Question(s) For Expert Witness
- 1. How often do you perform minimally invasive esophagectomies?
- 2. What labs, tests or milestones, if any, indicate a patient is ready for discharge after an esophagectomy?
- 3. Are you able to opine on if the delay in diagnosis of the fistula affected the extent of the following surgeries and/or overall prognosis?

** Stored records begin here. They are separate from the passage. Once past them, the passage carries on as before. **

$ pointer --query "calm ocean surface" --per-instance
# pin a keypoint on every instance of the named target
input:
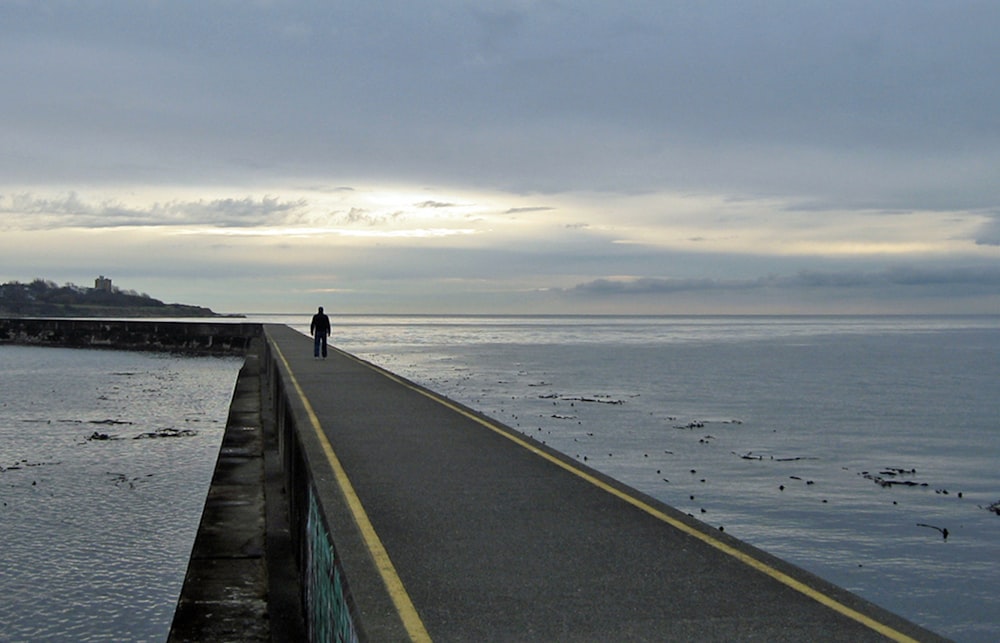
(827, 441)
(96, 530)
(832, 442)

Expert Witness Response E-088005
I perform MIE’s routinely (1-2 per month); and have advanced fellowship training specifically in MIE at the University of Pittsburgh, where the operation was invented. I was then on the faculty at UPMC for 2 years, working in a practice where, with my senior partner, we did roughly 100 MIE’s per year. I have also written several chapters on MIE and have taught courses on the technique of the operation.
I routinely get an esophagram on day 6 or 7 after an esophagectomy, as I believe this is the most sensitive test for an anastomotic leak. If this indicates a leak, the patient at a minimum should receive an endoscopy and further imaging (CT) in order to determine if they require any operative intervention at that time. I routinely leave a drain adjacent to the anastomosis and in many cases this allows for the avoidance of another operation.
The presence of the fistula is a major complication. The need for a lung resection is unusual, but not unheard of in this setting. However, any delay would make it more difficult to control the mediastinal and pleural sepsis and complicate the operation. It also will increase the damage to the remaining lung and may worsen the PNA.